There are (roughly) 7 billion people in the world today. That’s quite a lot, when you really think about it; 7 billion people, each one with their own abilities, social groupings, and needs for food.
However, each human will differ, at least a little, from the other 6,999,999,999. There may be vast differences; one person may be a Canadian-born China inhabitant, while another may be a parent’s-basement-dwelling 30-year-old virgin. The differences may also be minimal; identical twins may share many of the same interests, but even they will have different opinions on some issues.

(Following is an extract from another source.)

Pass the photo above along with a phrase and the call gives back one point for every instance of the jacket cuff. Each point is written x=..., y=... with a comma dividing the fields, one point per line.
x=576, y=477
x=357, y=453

Now, take a look at snowflakes. Each little flake drifts down to earth, either piling on top of cold, frozen ground, or melting on contact. Now, consider how much acreage the average snowstorm is able to cover. Here in the Alleghenies, this is a very sizable amount of land.
Now, how many of these little flecks of snow does it take for even a dusting? Alternatively, how much snow needs to fall in order to see 3 feet of the white stuff looming on your driveway? I’m unsure where, exactly, one can find an estimate to fulfill these questions; however, the sheer number of snowflakes needed surely must surpass 7 billion, perhaps into the trillions, quadrillions, or beyond.
That’s where things start to get a little hazy. How can so many almost-impossible-to-see-with-the-naked-eye objects be different from one another? There must be a match in there somewhere! Too bad there’s no way to compare each flake with every other.
So, I tend to look at it this way: Snowflakes don’t make the perfect metaphor for individuality. Instead, they are the perfect example of power in numbers. While each and every one of us is special, it is how we interact with others that allows our true self to be brought out.